On the ‘Automatic replies’ tab, we find a section called ‘Integration of a novomind iAGENT Help chatbot’. Here, select ‘Selected chatbot’ under ‘Chatbot’ and set up the new chatbot:

Now we just need to tick the box next to ‘Start bot chat after agent chat ends’ and select a category to be used for the subsequent chat.
Now make sure that the Messenger inbox account is also activated (again via the list) and you are ready to start your first test. Immediately after the agent has finished a chat via this Messenger inbox account, the new chatbot dialogue is started with the customer.
Evaluation of subsequent chats
The subsequent chats are completely independent chats that were started with the category specified in the Messenger inbox account.

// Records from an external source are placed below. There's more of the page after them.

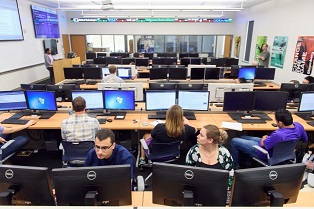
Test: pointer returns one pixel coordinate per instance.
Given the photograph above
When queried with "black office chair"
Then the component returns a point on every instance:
(75, 152)
(283, 153)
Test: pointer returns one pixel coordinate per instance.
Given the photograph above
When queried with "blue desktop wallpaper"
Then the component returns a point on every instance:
(119, 100)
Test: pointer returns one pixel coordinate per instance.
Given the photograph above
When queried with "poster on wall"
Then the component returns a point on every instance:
(303, 55)
(237, 43)
(278, 52)
(259, 44)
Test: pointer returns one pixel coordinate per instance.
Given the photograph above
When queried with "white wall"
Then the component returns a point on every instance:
(290, 18)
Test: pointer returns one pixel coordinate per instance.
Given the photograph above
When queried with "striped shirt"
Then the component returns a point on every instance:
(79, 128)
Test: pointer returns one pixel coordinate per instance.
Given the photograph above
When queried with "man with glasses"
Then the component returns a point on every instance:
(107, 152)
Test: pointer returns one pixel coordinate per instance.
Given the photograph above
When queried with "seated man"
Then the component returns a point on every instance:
(107, 152)
(19, 142)
(112, 78)
(79, 126)
(288, 130)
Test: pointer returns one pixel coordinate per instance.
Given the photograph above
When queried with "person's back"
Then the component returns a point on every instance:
(112, 78)
(79, 126)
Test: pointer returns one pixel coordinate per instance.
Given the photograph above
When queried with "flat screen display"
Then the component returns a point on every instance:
(10, 23)
(45, 22)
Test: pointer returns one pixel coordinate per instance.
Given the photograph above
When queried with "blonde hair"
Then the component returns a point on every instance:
(174, 121)
(213, 132)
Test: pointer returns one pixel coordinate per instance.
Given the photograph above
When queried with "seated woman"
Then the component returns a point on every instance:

These chats are linked to the original chat via a reference table ‘ISSUE_RELATION’ and the ‘ISSUE_RELATION_TYPE’ 5.
This connection allows data from the original chats, such as ‘date/time, category, agent’, to be displayed in a report together with data from the subsequent chat (evaluation criteria via CHAT_INFOS). Since the evaluation criteria can be defined completely freely in the knowledge base, there can be no standard report for this.
However, it is possible to generate a report using the report generator via chat views (e.g. ‘Chats’). The field selection then offers all previously used evaluation criteria as columns for the report. These can be found under the subheading ‘Properties’ in the list of columns.